Intermittent preventive treatment is the administration of a complete curative dose of an antimalarial medicine at predefined intervals during pregnancy (from the second trimester) regardless of whether or not the pregnant woman has malaria parasites. Intermittent preventive treatment for pregnant women, as is delivered at routine ante-natal care visits, is a World Health Organization (WHO) recommended policy and has been adopted in the majority of African malaria endemic countries. Since HIV increases the severity of malaria in pregnant women, it is important to evaluate the various drugs and doses needed to prevent malaria in HIV-positive pregnant women.
This review only identified two trials which compared the impact of using three or more doses of sulphadoxine-pyrimethamine to using only two doses. Using three or more doses was more effective at preventing the presence of malaria parasites in the placenta and in the peripheral blood of the pregnant woman than using the standard two doses only. Also, children born to HIV-positive pregnant women who used three or more doses of sulphadoxine-pyrimethamine weighed more than those born to mothers who used only the standard two doses.
Although more frequent doses of this drug are effective in preventing malaria, HIV-positive pregnant women with low CD4 count can not use the drug since the current policy requires that they use co-trimoxazole (Bactrim®) to prevent opportunistic infections. There is need, therefore, to investigate alternative drugs and regimens in preventing malaria in HIV-positive pregnant women.
Three or more doses of SP may have some advantages over the standard two doses in HIV-positive pregnant women, but larger trials would be necessary to confirm an effect on patient important outcomes. However, since SP cannot be administered concurrently with co-trimoxazole - a drug often recommended for infection prophylaxis in HIV-positive pregnant women, new drugs and research is needed to address needs of HIV-positive pregnant women.
Intermittent preventive treatment is recommended for pregnant women living in malaria endemic countries due to benefits for both mother and baby. However, the impact may not be the same in HIV-positive pregnant women, as HIV infection impairs a woman's immunity.
To compare intermittent preventive treatment regimens for malaria in HIV-positive pregnant women living in malaria-endemic areas.
In June 2011, we searched the Cochrane Infectious Diseases Group Specialized Register, CENTRAL, MEDLINE; EMBASE; LILACS, the metaRegister of Controlled Trials (mRCT), reference lists and conference abstracts. We also contacted researchers and organizations for information on relevant trials.
Randomized controlled trials comparing different intermittent preventive treatment regimens for preventing malaria in HIV-positive pregnant women in malaria-endemic areas.
Two authors extracted data and assessed risk bias.
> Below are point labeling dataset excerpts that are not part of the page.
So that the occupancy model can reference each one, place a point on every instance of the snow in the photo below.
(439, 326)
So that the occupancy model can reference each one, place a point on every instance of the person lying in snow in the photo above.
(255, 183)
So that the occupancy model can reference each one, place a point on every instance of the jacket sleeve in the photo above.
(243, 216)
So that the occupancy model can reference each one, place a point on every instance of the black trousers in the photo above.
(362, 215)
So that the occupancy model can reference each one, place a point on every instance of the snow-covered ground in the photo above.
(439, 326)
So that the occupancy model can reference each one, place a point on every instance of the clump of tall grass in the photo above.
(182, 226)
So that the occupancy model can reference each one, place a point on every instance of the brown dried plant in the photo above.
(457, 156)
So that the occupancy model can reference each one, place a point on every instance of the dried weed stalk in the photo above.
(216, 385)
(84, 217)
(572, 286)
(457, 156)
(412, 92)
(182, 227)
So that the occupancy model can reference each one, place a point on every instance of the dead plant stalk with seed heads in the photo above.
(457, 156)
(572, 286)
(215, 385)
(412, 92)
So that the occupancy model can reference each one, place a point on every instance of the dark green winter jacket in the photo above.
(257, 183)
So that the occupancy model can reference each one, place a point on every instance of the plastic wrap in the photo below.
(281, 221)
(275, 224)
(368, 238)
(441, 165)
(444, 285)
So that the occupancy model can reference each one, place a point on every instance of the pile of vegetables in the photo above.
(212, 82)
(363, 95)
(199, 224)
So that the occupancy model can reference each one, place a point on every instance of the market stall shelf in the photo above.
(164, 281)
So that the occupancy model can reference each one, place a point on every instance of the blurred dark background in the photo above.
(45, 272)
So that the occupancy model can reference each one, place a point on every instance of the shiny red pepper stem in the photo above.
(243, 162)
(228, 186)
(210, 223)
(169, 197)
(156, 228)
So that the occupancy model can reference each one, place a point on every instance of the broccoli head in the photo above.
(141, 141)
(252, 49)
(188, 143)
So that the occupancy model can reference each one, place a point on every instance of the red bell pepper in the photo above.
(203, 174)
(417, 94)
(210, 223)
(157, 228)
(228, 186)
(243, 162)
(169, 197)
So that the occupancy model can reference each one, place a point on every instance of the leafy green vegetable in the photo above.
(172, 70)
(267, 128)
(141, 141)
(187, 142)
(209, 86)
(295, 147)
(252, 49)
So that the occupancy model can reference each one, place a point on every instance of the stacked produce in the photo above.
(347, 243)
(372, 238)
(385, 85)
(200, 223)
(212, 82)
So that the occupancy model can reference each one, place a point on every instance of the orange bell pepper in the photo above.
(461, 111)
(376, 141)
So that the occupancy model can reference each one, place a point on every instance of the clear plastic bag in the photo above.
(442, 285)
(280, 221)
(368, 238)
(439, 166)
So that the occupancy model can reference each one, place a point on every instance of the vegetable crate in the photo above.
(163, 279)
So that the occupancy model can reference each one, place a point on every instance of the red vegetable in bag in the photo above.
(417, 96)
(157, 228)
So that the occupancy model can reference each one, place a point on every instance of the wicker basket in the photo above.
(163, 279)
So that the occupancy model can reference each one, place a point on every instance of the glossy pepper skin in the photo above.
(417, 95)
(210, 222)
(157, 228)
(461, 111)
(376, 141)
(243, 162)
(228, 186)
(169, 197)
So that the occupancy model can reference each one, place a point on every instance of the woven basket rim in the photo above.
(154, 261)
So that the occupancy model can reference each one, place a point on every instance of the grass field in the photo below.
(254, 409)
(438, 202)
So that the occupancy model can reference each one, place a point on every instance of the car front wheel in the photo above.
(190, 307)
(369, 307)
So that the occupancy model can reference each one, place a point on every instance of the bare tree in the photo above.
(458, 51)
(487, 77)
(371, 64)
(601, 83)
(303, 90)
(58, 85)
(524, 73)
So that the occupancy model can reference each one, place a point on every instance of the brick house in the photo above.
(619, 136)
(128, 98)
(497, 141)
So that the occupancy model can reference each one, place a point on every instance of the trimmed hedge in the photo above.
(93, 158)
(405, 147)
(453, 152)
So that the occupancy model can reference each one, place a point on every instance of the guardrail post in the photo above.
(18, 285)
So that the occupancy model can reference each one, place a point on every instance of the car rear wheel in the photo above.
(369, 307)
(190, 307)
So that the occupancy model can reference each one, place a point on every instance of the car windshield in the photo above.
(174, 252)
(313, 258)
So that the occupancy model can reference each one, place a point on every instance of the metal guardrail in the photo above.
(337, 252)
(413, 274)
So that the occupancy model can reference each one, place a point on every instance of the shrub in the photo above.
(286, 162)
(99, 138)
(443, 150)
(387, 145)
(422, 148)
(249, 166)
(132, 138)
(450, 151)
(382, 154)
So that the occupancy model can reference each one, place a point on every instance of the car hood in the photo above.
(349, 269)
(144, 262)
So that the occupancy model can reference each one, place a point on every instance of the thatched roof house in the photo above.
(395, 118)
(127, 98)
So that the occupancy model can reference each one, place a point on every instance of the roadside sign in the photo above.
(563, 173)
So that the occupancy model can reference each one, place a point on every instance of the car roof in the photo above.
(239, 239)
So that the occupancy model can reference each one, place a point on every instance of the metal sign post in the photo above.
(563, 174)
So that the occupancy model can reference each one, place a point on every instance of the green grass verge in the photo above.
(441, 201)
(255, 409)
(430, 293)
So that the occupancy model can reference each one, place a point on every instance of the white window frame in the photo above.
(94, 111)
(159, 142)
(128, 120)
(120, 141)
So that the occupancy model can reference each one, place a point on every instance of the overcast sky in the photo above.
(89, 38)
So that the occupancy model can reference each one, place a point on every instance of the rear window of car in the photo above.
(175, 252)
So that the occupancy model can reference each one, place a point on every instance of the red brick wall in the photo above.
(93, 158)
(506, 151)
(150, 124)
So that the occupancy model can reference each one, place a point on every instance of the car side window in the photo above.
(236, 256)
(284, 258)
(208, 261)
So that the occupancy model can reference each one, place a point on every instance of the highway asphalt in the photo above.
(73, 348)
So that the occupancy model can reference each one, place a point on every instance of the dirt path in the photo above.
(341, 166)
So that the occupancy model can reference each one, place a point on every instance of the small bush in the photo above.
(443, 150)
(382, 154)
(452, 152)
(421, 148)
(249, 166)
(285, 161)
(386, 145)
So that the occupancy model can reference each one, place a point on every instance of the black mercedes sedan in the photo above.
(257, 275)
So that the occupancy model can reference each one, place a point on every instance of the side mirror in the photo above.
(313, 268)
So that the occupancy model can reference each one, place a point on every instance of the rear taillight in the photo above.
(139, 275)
Dichotomous variables were combined using risk ratios (RR) and mean differences (MD) for continuous outcomes, both with 95% confidence intervals (CI).
Two randomized trials were included, enrolling 722 HIV-positive pregnant women from Malawi and Zambia. Both compared monthly regimens of sulfadoxine-pyrimethamine (SP) to the standard 2-dose regimen given in the second and third trimesters.
In women in their first or second pregnancy, monthly SP may reduce both maternal parasitaemia (two trials, 463 participants, RR 0.25, 95% CI 0.14 to 0.43, low quality evidence), and placental parasitaemia at delivery (two trials, 459 participants, RR 0.38, 95% CI 0.21 to 0.70, low quality evidence). Monthly SP may have a small effect on the prevalence of maternal anaemia at delivery (two trials, 447 participants, RR 0.93, 95% CI 0.72 to 1.20, low quality evidence), and the number of babies born with low birth weight (two trials, 469 participants, RR 0.80, 95% CI 0.52 to 1.23, low quality evidence), but larger trials are necessary to reliably prove or exclude clinically important benefits on these outcomes. There is currently insufficient evidence to make conclusions regarding an effect on neonatal mortality (one study, 253 participants, very low quality evidence).
In women in their third or higher pregnancy, there is insufficient evidence to make any conclusions on the benefits of monthly SP compared to the two dose regimen (one trial, 166 participants, very low quality evidence).
There were no trials that assessed other treatment regimens for intermittent preventive treatment in HIV-positive pregnant women.